BRIEF DESCRIPTION OF THE DRAWINGS

Fig. 1 is a graph showing hydrogen evolution rate curves during heating.
Fig. 2 is a graph showing the relationship between threshold absorbed hydrogen concentration and hydrogen trap concentration.
Fig. 3 is a graph showing the relationship between carbide mean size and hydrogen trap concentration.
Fig. 4 is a graph showing the relationship between volume ratio and hydrogen trap concentration for carbides satisfying the present invention (claim 3).
Fig. 5 is a graph showing the relationship between number density and hydrogen trap concentration for carbides satisfying the present invention (claim 4).
Fig. 6 is a graph showing the relationship between mean size and hydrogen trap concentration of carbides comprising at least 30 atomic percent V and at least 8 atomic percent W, and having an aspect ratio of 3-20 and an FCC structure.
Fig. 7 is a graph showing the relationship between volume ratio and hydrogen trap concentration for carbides satisfying the present invention (claim 5).
Fig. 8 is a graph showing the relationship between number density and hydrogen trap concentration for carbides satisfying the present invention (claim 6).
Fig. 9 is a graph showing the relationship between W/V ratio (wt% ratio) in a steel material and the W and V atomic percent concentrations for metal elements of an FCC alloy carbide.

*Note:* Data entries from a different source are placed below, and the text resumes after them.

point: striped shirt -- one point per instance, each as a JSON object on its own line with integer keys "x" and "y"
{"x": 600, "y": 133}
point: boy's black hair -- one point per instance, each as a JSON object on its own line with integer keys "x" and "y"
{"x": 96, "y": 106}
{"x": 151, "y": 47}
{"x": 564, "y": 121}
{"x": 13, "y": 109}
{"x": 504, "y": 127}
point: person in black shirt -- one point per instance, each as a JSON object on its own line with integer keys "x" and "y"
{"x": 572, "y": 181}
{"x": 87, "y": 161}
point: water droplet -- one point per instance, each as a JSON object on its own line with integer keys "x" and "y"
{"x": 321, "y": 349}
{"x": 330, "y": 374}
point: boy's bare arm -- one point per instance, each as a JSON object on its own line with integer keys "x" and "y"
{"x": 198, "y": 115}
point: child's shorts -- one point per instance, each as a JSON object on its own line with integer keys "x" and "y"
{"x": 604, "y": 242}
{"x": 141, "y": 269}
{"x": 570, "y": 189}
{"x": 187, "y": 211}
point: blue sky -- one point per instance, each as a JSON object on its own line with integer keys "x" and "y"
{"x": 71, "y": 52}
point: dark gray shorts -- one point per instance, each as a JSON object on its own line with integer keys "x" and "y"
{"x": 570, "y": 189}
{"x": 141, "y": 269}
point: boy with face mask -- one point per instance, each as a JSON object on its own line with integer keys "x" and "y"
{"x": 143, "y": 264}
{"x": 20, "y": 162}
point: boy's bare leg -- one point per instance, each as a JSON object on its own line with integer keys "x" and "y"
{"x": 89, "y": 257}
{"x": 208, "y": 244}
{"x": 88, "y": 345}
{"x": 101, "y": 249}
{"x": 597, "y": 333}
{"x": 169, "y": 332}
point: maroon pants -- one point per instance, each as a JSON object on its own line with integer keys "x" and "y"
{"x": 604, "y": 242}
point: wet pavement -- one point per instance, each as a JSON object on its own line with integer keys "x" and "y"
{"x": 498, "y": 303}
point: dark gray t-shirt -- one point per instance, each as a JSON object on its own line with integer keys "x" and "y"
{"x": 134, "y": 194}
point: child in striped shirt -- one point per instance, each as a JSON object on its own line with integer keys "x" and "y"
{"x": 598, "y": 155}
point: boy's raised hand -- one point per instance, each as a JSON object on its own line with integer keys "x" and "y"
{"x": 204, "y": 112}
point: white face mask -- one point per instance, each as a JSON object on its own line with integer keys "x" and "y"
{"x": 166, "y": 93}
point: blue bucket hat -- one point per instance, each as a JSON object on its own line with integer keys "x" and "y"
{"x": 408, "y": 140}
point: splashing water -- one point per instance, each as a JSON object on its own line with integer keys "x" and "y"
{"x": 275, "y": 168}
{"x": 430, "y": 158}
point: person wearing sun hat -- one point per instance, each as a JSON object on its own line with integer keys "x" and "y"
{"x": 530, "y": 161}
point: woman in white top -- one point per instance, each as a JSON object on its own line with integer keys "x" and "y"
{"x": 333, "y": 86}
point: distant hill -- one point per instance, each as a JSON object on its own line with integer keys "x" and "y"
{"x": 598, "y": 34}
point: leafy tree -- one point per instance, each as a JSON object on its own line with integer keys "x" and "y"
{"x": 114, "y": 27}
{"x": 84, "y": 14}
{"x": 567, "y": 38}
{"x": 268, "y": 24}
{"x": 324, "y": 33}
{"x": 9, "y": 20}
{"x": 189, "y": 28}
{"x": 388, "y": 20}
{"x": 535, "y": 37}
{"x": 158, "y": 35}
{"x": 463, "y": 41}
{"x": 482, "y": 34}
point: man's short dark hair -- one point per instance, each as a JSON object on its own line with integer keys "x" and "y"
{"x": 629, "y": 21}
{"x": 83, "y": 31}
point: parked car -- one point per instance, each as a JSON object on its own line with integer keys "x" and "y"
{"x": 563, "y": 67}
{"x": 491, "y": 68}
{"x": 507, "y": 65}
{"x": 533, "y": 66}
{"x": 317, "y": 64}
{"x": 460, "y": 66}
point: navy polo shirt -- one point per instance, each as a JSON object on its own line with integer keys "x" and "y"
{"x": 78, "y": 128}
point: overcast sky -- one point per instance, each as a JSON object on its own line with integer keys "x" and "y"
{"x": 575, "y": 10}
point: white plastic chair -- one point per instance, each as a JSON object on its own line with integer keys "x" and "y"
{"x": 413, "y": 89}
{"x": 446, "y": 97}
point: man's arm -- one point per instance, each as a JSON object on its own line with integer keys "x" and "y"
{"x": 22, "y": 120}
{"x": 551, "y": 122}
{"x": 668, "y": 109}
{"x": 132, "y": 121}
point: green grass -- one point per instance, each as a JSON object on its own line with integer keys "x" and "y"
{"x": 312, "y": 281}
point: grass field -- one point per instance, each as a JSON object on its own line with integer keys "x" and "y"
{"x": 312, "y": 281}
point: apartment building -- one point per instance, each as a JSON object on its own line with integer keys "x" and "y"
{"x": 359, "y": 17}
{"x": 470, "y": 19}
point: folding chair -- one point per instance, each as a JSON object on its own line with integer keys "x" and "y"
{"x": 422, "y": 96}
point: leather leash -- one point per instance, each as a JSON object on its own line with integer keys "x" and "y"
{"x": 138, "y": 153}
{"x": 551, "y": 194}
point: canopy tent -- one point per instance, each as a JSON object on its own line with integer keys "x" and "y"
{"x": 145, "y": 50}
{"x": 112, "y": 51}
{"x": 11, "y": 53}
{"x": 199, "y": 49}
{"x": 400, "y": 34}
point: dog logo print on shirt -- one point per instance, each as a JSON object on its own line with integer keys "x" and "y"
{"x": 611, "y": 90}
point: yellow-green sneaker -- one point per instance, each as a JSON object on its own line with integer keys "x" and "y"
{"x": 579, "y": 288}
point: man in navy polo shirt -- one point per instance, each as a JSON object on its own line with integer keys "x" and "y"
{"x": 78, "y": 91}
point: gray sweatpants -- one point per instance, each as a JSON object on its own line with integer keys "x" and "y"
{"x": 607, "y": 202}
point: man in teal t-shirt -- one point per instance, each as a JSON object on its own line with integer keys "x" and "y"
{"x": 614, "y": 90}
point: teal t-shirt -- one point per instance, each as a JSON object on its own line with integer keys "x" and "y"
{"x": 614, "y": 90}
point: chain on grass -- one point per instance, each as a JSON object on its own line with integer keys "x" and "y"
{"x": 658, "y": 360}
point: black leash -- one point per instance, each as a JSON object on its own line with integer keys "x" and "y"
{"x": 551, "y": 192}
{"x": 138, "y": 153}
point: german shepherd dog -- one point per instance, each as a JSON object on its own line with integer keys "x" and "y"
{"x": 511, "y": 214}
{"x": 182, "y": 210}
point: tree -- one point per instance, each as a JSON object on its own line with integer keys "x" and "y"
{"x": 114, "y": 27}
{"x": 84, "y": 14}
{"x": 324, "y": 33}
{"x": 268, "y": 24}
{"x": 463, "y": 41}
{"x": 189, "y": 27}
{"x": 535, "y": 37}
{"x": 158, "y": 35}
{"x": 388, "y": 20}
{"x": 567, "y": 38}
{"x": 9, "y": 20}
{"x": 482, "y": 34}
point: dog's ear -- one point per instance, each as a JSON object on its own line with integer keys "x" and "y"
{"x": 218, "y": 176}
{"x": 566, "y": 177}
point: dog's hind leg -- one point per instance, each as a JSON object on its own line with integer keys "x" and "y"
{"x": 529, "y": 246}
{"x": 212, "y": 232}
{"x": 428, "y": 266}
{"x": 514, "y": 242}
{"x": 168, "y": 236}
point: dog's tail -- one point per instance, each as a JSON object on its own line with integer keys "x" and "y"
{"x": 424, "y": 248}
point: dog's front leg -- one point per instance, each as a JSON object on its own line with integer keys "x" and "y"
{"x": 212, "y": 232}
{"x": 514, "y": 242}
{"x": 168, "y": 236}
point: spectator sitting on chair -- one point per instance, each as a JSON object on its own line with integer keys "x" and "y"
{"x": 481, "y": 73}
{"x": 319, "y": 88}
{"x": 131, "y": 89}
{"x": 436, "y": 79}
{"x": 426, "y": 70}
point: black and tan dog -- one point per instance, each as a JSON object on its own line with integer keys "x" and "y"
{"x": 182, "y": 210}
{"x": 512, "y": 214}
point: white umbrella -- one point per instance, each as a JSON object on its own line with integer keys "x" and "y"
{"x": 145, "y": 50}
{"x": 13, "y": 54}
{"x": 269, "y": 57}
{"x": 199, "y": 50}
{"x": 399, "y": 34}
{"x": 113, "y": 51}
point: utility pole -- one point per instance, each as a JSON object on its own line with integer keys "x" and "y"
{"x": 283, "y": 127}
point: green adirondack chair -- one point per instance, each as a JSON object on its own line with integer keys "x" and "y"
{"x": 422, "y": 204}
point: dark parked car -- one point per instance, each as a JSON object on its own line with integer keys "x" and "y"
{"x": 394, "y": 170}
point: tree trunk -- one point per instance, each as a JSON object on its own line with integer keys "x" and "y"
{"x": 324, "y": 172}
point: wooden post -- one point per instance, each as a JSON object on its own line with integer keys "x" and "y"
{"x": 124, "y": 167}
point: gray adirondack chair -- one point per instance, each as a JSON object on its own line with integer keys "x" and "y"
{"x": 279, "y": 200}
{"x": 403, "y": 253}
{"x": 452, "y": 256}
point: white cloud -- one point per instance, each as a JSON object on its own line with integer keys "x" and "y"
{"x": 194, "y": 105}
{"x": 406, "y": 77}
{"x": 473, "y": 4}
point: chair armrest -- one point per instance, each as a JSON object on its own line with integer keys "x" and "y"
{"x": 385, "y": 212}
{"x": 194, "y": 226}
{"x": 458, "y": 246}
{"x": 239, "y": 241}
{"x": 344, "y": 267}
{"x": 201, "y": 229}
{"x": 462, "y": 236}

DETAILED EMBODIMENT CARRYING OUT THE INVENTION

(Hydrogen trap sites)

The following explanation concerns the reason for the limit on the hydrogen trap sites, as the most important aspect for improvement of the delayed fracture resistance of high-strength steel which is the object of the invention. Diffusible hydrogen which causes delayed fracture is generated by corrosion or electrolytic plating, and it is absorbed steel materials at room temperature. Assuming hydrogen absorption by corrosion, the delayed fracture resistance can be improved by controlling the chemical composition and microstructure to permit occlusion of at least 0.5 ppm by weight and preferably at least 1.0 ppm by weight of hydrogen with a trap energy of 25-50 kJ/mol and preferably 30-50 kJ/mol, after dipping in 1000 cc of a 20 wt% aqueous NH₄SCN solution at 50°C and subsequent holding for 100 hours in air at 25°C. When the steel is heated at a rate of 100°C/hr, hydrogen with a trap energy of 25-50 kJ/mol has a evolution peak in a temperature range of 180-600°C, while hydrogen with a trap energy of 30-50 kJ/mol has a evolution peak in a temperature range of 200-600°C.

(Compositional form)

The composition of high-strength steel according to the invention which permits occlusion of hydrogen will now be explained. The delayed fracture resistance can be improved if the steel:
1) comprises at least 0.1 vol% of a carbide, oxide, nitride or a mixed compound thereof in a sheet form with a length of no greater than 50 nm and a length to thickness ratio (aspect ratio) of 3-20 and having an FCC (face-centered cubic) structure, the compound comprising at least 30 atomic percent V and at least 10 atomic percent Mo among the metal components of the high-strength steel (see Fig. 4),
2) comprises at a number density of at least 1 x 10²⁰/m³ a carbide, oxide, nitride or a mixed compound thereof in a sheet form with a length of 4-50 nm and a length to thickness aspect ratio of 3-20, the compound comprising at least 30 atomic percent V and at least 10 atomic percent Mo among the metal components of the high-strength steel (see Fig. 5),
3) comprises at least 0.1 vol% of a carbide, oxide, nitride or a mixed compound thereof in a sheet form with a length of no greater than 50 nm and a length to thickness ratio (aspect ratio) of 3-20 and having an FCC (face-centered cubic) structure, the compound comprising at least 30 atomic percent V and at least 8 atomic percent W among the metal components (see Fig. 7),
4) comprises at a number density of at least 5 x 10¹⁹/m³ a carbide, oxide, nitride or a mixed compound thereof in a sheet form with a length of 4-50 nm and a length to thickness ratio (aspect ratio) of 3-20, the compound comprising at least 30 atomic percent V and at least 8 atomic percent W among the metal components (see Fig. 8).
Measurement of the aspect ratio of the compound will now be explained.
An FCC (face-centered cubic) compound comprising at least 30 atomic percent V grows in a roughly quadrilateral laminar form in the [001] and [010] directions on the (100) plane of iron ferrite. Since this orientation relationship is equivalent for growth on the (010) plane and (001) plane, it is possible to observe the length and thickness of these FCC compounds growing on {100} planes which are parallel to the electron beam direction (observation direction), if TEM (transmission electron microscope) thin-foil observation is performed from the <100> directions of the matrix.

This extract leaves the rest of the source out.